Many people today make the mistake of believing that primogeniture was a purely macho invention made in order to secure property in one name only – that of the oldest son, thus avoiding the dismantling and/or destruction of castles, mansions, houses, parks, gardens or cottages if, by chance, a father should have sired seven children, all living, in which case when he dies the family property (if primogeniture should not be law) must be divided equally among seven. This is the case with Spain, where each surviving child inherits what is called the Legitima. If your cottage or your castle suddenly boasts seven owners, it is most unlikely to survive. There will naturally be argument between the seven – those who wish to sell their seventh part, those who do not wish to sell under any circumstances, and those who wish to rebuild or reform the existing building against the devices and desires of the others.

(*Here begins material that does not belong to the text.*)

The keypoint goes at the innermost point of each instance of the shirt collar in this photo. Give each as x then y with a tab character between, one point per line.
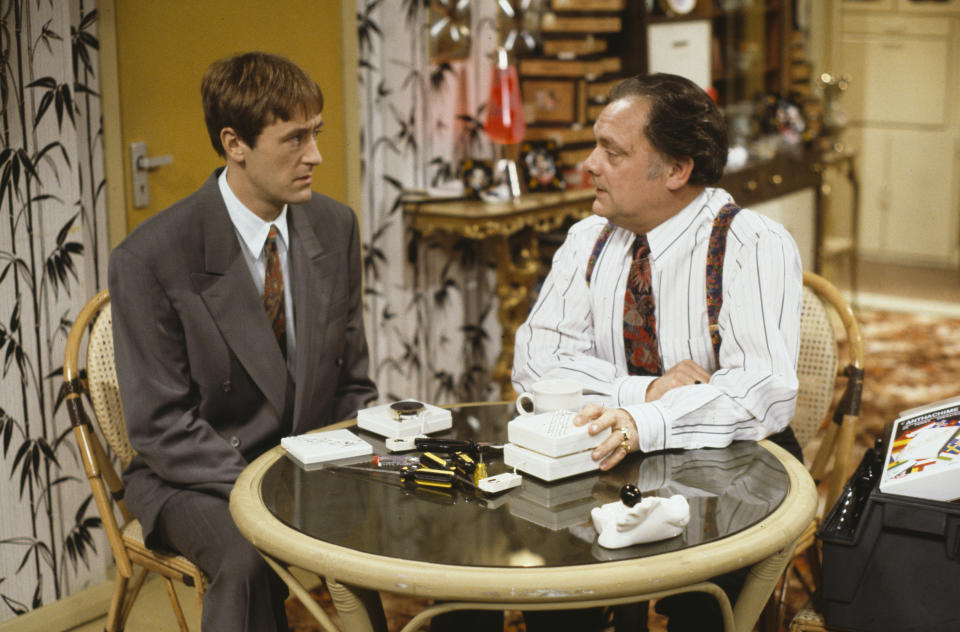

Primogeniture in England, for instance, maintained effectively the political and social status of the aristocracy and the untitled rich. Oddly enough, although it was later extended, it never applied to personal or movable property; where previously land could descend to females, such lands continued to be divided equally among the children.

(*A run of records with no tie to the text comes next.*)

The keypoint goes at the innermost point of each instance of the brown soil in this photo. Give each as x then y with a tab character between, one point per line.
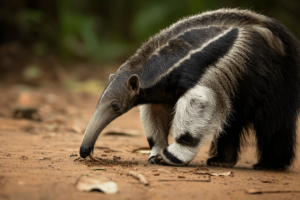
36	161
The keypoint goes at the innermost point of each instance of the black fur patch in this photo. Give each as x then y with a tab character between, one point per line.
177	49
151	142
188	140
171	87
171	157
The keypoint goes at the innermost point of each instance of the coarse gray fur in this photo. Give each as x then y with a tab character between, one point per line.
188	79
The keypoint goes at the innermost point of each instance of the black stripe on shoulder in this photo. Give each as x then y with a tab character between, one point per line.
176	49
151	142
189	72
171	157
172	86
188	140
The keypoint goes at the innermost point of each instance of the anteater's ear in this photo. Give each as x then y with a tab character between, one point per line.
111	76
134	83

Modern politicians in Spain (or any other European monarchy) will have to turn their attention to a current anomaly, and the sooner the better. In Spain the present King, Juan-Carlos I, will be succeeded not by either of his daughters (the Infantas), both of whom are older than the third child, a son. This is the Prince of Asturias, Felipe, who as things stand will succeed to the Spanish throne as if the law of primogeniture was pre-dominant in that country. But it isn’t! Countries with kings usually have aristocrats as well, and titled families do not (since the Constitution of 1978) have to obey the law of primogeniture. If the ‘Duke of Fuertecara’ has two children, the oldest a girl, the second a boy, it is now the female who will inherit the title, but not (automatically) the property. Here the law of the Legitima must be followed. Notwithstanding, this does not seem to apply to the royal family.
In Britain, it was painfully obvious that of the children of the present Queen, only Anne, the second born and obviously a woman, would have made the better monarch. As it is, she is the Princess Royal, but when Elizabeth II dies it is Charles the Hapless and Odd who will become Charles III. This is because the law of primogeniture most certainly still exists in Britain, though it was substantially changed in 1540 (permitting the disinheriting of the oldest son), and 1926 (when George VI and his wife produced their first born – a girl; their second child was female too and there were no sons). When this situation has occurred in Britain in the ranks of the nobility, for at least nine hundred years, one of two things could happen: the title could fall extinct because there was no male heir (unfair), or a female child could inherit by special order of the monarch, and subsequently the title could be passed in the female line as a right. For example, the Duchess of Sutherland is duchess in her own right.
Having said that, it should be noted that all historians agree that in Britain the law of primogeniture continues to apply to inheritances of the crown and whatever resounding noble titles still exist after the mangling reform of the House of Lords by certain politicians.